A Review of Luca Guadagnino’s Suspiria in six acts and a TL;DR
Act One: Old Habits
I find remakes to be a curious irony of capitalistic art. More often than not, the reason somebody remakes a movie is because the original is so good or notorious that its title alone creates a buzz around the movie; yet when somebody remakes a movie we’re expected to take that piece of art on its own merit and not compare it to the previous iterations that came before it. This obliteration of the past is entirely why I began Adventures in Remakes; ignoring the past creates a willful ignorance that allows the past to rise again.

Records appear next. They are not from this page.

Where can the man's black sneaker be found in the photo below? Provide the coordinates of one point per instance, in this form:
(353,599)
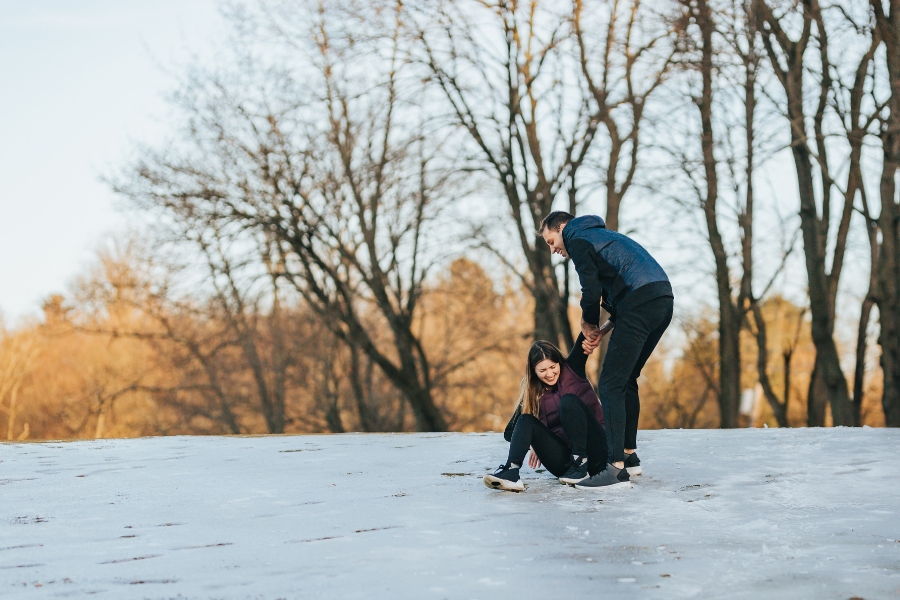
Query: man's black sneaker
(576,473)
(609,478)
(505,478)
(633,464)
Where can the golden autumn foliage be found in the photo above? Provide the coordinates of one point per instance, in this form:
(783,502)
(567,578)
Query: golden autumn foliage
(116,358)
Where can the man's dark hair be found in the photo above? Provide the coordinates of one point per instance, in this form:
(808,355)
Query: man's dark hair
(555,221)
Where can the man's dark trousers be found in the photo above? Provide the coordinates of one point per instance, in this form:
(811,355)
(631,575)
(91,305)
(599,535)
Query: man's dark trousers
(636,334)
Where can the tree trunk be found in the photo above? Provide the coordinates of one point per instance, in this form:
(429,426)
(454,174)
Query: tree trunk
(888,295)
(729,317)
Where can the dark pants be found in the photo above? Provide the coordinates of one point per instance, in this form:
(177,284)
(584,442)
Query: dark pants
(584,432)
(635,336)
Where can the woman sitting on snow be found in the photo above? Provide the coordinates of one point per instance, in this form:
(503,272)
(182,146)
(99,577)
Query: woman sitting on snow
(560,418)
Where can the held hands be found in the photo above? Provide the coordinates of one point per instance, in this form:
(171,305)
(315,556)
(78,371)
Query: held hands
(593,335)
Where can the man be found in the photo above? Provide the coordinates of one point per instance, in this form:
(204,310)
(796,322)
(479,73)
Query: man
(620,274)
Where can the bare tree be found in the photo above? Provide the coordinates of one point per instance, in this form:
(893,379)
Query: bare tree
(799,56)
(502,68)
(625,53)
(887,252)
(336,170)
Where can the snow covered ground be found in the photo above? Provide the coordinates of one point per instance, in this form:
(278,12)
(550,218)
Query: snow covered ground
(718,514)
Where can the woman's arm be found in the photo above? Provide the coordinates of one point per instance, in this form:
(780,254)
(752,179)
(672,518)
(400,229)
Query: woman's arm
(577,359)
(507,433)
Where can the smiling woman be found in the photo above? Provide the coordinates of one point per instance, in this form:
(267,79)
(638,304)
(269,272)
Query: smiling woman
(559,417)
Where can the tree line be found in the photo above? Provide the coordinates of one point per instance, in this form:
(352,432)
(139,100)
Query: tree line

In turn, 2018’s Suspiria is a politically charged film reworking an old nightmare to create a story of old nightmares resurfacing into new vessels. Dario Argento’s 1977 horror classic is most remembered for its grand guignol excess: color blocked sets flooded with the most lurid and saturated hues imaginable, large extended setpieces of suffering and gore, and a punishingly surreal soundtrack with deafening peaks mixed with quiet lulls. The plot is relatively throwaway – Suzy, an American girl, goes to Freiberg to attend a ballet school controlled by a coven of witches who enjoy killing their students in graphic and ornate methods – but Argento’s Suspiria lives and dies by its excessively lurid style.

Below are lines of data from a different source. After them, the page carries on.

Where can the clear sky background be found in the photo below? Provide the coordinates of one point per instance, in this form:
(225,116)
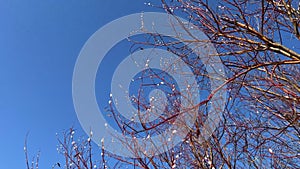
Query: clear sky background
(39,44)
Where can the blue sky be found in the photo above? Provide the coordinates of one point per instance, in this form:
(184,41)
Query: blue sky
(39,44)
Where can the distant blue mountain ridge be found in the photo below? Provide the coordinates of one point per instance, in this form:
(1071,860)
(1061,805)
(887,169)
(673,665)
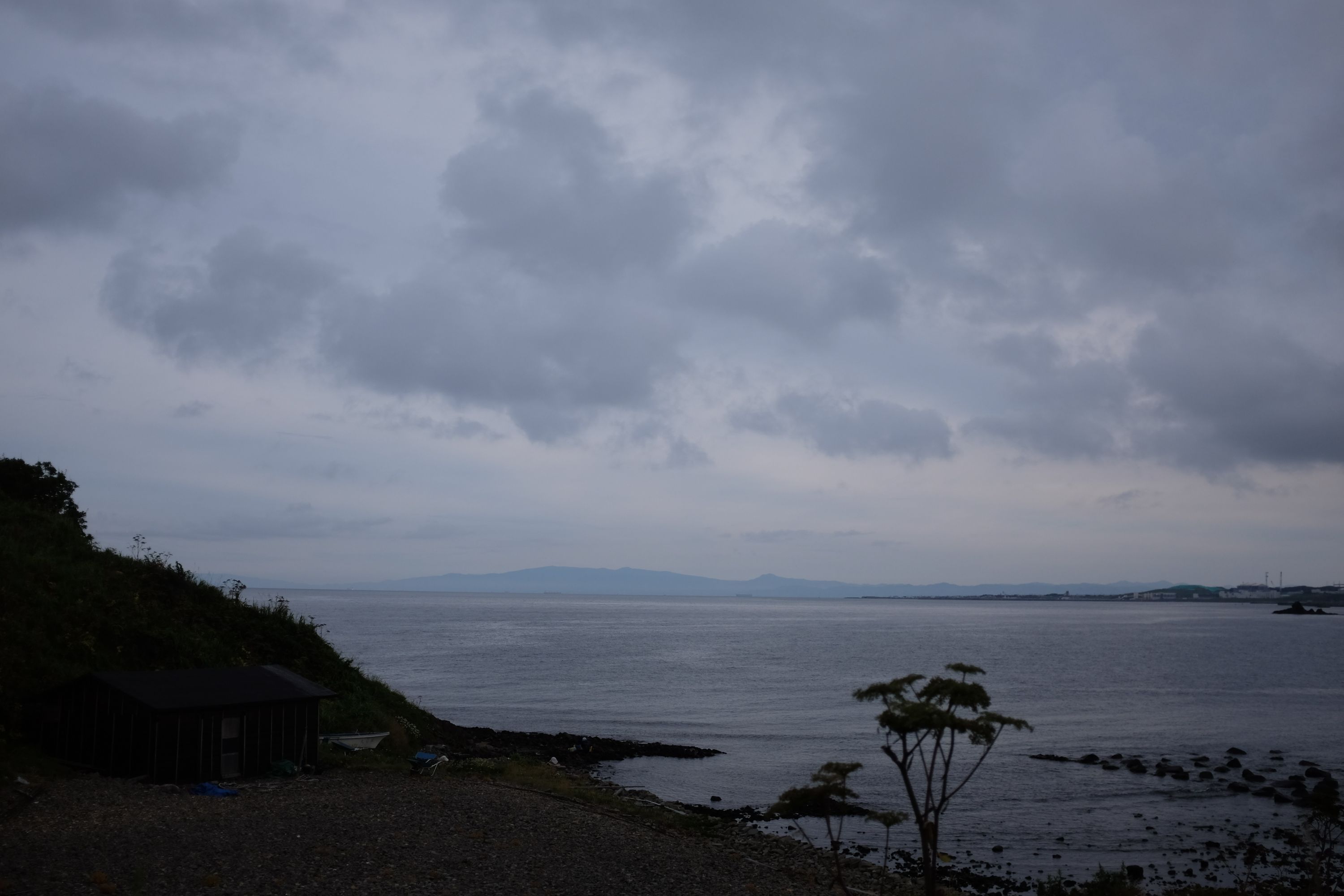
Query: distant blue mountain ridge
(651,582)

Luca Guadagnino “enhances” the original plot by adding an hour of cerebral plot and political meaning so as to give Suspiria a form and substance it never needed. Just by moving the dance academy from Freiberg to West Berlin where the Berlin Wall and the German Autumn are literally the backdrop to Satan’s Dance School For Girls, Guadagnino is loudly broadcasting his themes of the resistance against the resurrection of fascism.
Act Two: History
In 1977, the combined “terrorist” activity of Germany’s far left socialist groups reached its peak with the Red Army Faction committing political murders, kidnapping ex-Nazis, and hijacking planes. It all started in the 1960s with the German Student Movement, a spasm of social protest against the conservative fascist changes that were happening when Germany fell into a recession. Student protests objected to the Vietnam War, right wing newspapers, globalist economics, and wanted Germany to reckon with its Nazi past.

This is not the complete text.